The silk, calf-length, asymmetrical skirt was patchwork, a dainty, flared, delicate confection of tiny, two-by-four-inch patches of teal and purple, a skirt for an impoverished princess. The hem flipped when I danced and the elastic waist rode low on my hips if I wanted it to, or higher, on my waist. I’d put on a few pounds of muscle since I bought it, but most of that was in my shoulders and thighs and the skirt still looked good on me. Rad, as the salesgirl had said.
I wore the skirt low on my hips, paired with a peasant top with a drawstring neckline. The blouse was made of a paler fabric, ocean-teal shading to lavender. The amethyst-and-chatkalite necklace I’d bought with the outfit hung with my gold-nugget-and-puma-tooth necklace on its doubled gold chain, between my cleavage.

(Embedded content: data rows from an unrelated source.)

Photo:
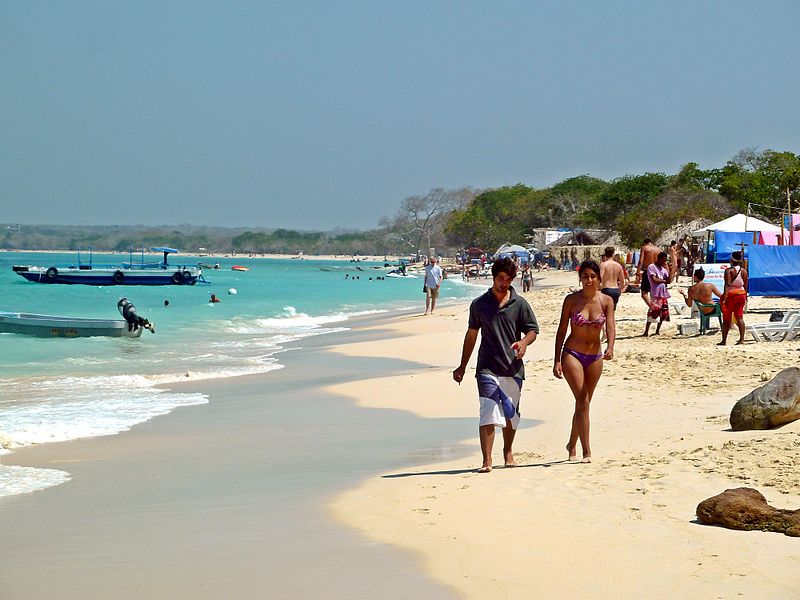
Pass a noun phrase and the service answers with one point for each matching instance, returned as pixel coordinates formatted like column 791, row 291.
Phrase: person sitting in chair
column 701, row 291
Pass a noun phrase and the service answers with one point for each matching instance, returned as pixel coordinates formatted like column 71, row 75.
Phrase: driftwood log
column 771, row 405
column 746, row 509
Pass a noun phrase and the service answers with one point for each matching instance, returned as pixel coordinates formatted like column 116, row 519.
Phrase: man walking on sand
column 433, row 280
column 674, row 253
column 508, row 326
column 701, row 291
column 658, row 311
column 613, row 277
column 647, row 256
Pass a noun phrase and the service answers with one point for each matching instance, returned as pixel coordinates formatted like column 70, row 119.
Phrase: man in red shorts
column 734, row 297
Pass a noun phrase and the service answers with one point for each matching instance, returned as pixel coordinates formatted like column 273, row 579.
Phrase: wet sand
column 224, row 500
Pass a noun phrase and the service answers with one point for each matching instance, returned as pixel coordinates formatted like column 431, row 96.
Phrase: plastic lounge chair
column 706, row 318
column 777, row 332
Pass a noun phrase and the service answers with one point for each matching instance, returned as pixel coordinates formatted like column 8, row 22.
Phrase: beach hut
column 512, row 250
column 738, row 222
column 733, row 233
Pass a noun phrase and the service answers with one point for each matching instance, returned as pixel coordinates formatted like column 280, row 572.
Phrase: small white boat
column 55, row 326
column 130, row 273
column 131, row 325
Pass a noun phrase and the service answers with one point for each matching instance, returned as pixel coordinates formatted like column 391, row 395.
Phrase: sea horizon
column 54, row 390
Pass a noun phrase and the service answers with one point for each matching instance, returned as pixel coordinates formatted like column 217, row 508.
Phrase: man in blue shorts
column 507, row 325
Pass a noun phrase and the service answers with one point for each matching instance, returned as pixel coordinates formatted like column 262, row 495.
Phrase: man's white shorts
column 492, row 412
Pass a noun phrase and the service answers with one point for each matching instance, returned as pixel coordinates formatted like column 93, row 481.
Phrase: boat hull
column 187, row 276
column 51, row 326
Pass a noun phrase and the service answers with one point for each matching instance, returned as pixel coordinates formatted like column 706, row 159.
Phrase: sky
column 323, row 115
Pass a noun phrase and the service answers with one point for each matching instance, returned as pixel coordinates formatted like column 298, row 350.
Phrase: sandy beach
column 622, row 527
column 370, row 490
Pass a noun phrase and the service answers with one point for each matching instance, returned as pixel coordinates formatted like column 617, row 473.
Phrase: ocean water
column 61, row 389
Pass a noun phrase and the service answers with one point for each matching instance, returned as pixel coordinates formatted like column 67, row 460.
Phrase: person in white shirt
column 433, row 280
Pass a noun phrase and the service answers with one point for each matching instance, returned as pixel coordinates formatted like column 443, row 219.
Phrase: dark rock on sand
column 773, row 404
column 746, row 509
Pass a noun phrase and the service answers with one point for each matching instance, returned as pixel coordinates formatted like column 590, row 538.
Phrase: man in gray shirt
column 433, row 281
column 507, row 325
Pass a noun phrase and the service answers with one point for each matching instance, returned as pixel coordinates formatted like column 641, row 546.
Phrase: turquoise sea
column 60, row 389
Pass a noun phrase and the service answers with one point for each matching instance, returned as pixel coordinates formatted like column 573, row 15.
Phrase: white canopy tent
column 511, row 249
column 738, row 222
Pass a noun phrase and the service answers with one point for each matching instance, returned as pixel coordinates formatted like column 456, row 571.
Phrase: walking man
column 507, row 325
column 658, row 311
column 433, row 280
column 613, row 277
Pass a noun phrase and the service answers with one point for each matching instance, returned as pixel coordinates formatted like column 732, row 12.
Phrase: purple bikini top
column 581, row 321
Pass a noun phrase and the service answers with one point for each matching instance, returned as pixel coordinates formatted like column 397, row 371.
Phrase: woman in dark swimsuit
column 579, row 360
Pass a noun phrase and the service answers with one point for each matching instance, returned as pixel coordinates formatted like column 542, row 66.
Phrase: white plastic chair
column 789, row 328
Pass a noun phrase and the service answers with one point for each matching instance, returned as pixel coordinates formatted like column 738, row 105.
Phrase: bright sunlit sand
column 621, row 527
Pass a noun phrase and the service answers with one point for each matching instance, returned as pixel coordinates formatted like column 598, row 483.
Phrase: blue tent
column 774, row 271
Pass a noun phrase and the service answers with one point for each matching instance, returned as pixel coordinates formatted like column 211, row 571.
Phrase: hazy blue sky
column 323, row 114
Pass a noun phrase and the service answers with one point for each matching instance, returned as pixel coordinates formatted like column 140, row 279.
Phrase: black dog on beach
column 128, row 312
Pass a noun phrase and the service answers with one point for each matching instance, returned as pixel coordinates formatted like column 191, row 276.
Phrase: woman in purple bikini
column 579, row 360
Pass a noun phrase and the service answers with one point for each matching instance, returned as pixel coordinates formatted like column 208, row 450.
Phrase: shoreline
column 424, row 509
column 220, row 500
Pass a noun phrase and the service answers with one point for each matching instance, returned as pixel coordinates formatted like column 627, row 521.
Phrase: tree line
column 763, row 183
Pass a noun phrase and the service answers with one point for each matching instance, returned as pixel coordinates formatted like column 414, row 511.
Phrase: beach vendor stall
column 731, row 234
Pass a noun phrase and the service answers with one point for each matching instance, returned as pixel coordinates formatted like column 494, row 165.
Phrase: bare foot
column 571, row 453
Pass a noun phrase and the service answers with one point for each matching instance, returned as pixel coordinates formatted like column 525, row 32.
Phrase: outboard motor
column 128, row 312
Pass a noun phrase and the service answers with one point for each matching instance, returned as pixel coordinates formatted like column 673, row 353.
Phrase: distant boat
column 130, row 273
column 53, row 326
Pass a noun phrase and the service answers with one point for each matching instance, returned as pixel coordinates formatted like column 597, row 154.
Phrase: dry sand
column 621, row 527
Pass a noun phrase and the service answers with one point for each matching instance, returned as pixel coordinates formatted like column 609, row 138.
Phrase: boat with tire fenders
column 130, row 273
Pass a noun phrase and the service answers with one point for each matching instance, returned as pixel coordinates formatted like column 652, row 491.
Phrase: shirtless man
column 674, row 254
column 647, row 257
column 613, row 277
column 701, row 291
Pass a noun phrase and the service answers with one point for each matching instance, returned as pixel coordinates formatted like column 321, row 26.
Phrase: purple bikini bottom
column 584, row 359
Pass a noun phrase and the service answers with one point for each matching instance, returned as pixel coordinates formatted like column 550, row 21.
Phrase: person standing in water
column 433, row 281
column 580, row 358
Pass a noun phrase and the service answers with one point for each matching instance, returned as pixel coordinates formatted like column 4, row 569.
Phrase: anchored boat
column 131, row 325
column 130, row 273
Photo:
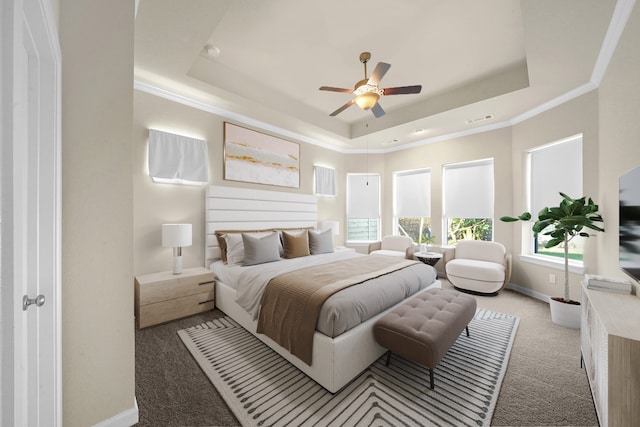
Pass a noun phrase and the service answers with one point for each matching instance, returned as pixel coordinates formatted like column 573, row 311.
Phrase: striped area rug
column 263, row 389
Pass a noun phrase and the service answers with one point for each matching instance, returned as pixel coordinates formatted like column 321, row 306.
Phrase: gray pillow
column 320, row 243
column 258, row 250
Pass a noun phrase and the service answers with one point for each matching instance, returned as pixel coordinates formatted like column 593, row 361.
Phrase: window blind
column 413, row 194
column 555, row 168
column 469, row 190
column 177, row 159
column 325, row 179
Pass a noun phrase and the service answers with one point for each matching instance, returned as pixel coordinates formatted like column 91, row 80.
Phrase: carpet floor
column 264, row 389
column 544, row 384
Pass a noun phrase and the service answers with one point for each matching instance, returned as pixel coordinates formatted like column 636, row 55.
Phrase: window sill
column 558, row 264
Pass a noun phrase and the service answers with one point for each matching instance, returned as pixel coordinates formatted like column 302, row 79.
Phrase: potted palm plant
column 562, row 223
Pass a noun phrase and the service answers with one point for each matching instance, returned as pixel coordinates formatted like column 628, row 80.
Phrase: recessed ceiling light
column 393, row 141
column 479, row 119
column 212, row 51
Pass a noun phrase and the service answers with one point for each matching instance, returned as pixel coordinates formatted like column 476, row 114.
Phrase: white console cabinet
column 610, row 344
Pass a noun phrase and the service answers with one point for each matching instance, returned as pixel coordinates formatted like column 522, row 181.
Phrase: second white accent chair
column 400, row 246
column 477, row 266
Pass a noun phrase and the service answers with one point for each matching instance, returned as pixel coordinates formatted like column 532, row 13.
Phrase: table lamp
column 176, row 236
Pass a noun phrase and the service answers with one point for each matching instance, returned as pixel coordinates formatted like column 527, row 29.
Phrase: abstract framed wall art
column 252, row 156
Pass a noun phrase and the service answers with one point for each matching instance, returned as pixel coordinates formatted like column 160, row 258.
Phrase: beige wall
column 155, row 204
column 97, row 225
column 619, row 141
column 99, row 195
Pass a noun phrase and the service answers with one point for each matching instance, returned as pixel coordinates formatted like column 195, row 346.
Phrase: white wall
column 155, row 204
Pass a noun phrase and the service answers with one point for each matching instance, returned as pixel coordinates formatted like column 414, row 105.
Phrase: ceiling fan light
column 367, row 100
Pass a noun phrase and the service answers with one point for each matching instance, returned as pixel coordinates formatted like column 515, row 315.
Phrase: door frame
column 21, row 394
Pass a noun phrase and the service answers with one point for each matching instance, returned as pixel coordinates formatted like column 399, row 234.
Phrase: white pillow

And that was something else new. I had cleavage. Well, sorta. At least a valley, if not a crevasse, thanks to all those extra pounds, a very tiny percentage of which had landed as fat on my boobs. I slid my feet into a pair of purple sandals, with ankle straps for dancing.
I tugged the purple and teal skirt lower on my hip bones, pulling the peasant top lower on my breasts, the tie open with a skin-toned jog bra beneath. Sexy, but showing nothing. The skirt wh
ispered around my calves with each step. I’d worn this on the first night I’d heard Rick LaFleur play the saxophone in the band at the Royal Mojo Blues Company. There had to be a reason I’d chosen to wear this outfit tonight. Was it because Rick was gone, but not totally gone, as in dead and buried? Was it because he had texted me several times since he disappeared with Paka, his new were-black-panther girlfriend, as if keeping in touch with me was important? Not that I had texted back. I wasn’t that stupid. Or was it something else?
I let my mind wander as I swished on a little bronzer to brighten my skin, drew on some lips in a vamp red, and mascaraed my lashes. I didn’t test the movement of my skirt in the mirror, not like I had that first night. That first night dancing, I’d worn a turban. But tonight, I French-braided my hair into three short sections, secured them together at the crown of my head, and let the rest of the hair fall in a straight sheen of midnight black to my hips. I was the same. And not the same. And Rick was gone. I’d stopped mourning, though sometimes it crept back in. Life sans boyfriend—any boyfriend—could be unexpectedly lonely. I smiled at myself in the mirror, scarlet lips and a dress that was sex on a stick. New beginnings often started with the broken bits and shattered pieces of the old. I was not the dumb girl I’d been a few months ago—that gal’s soul had been broken and put back together with bailing wire and duct tape. And life went on. How corny was that?
But just because I’d grown up a bit didn’t mean I’d grown stupid. I strapped on a thigh sheath with a vamp-killer and two stakes and stuck two more into my hair. I looked at myself in the mirror again and let the skirt fall slowly over the weapons. Yeah. I was still me. Maybe I was more me than ever.
The boys were talking when I opened my door, but the chatter stopped when I entered the main room and paused in the doorway. Alex nearly swallowed his tongue and managed, “Shhhh-oot,” instead of what he’d started to say.
Feeling uncertain again, I bunched my skirt with my hands and said, “Thanks.”